Sayın politikacı, siz politikaya neden bu partiden girdiniz?
-Öbür partiler başarılı olamadı, burasını daha şanslı gördüm.
-İyi ama sizin düşünceleriniz buradakilerden biraz farklı değil miydi?
-Olsun, mesele memlekete hizmetse hangisinden olsa girilir…
Sayın politikacı duyduğumuza göre siz bu görüşe karşıymışsınız?
-Olsun, bir partide her görüşten insan olabilir; bizim meselemiz bu partiyi
iktidara getirmek.
-İyi ama bu partinin programı öyle değil ki?
-Olsun, ben uyarım.
Sayın
politikacı, duyduğumuza göre siz bu seçimlere girerken müthiş bir servet
harcamışsınız…
-Doğrudur, siyaset masraflı bir iştir, fedakârlık etmeden olmaz.
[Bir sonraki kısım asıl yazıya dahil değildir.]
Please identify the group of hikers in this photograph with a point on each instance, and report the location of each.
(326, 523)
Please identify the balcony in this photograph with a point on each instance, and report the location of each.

Sen bu
işleri bedava mı oluyor sanıyorsun?
-İyi ama… Paranızı kendi ideallerinize, amacınıza uygun bir partiye
harcasaydınız daha inandırıcı olmaz mıydınız?
-……….!
-Sayın politikacı, siz geçen referandumda bu partinin “hayır” dediklerine
karşı bayrak açmıştınız, şimdi bakıyorum da…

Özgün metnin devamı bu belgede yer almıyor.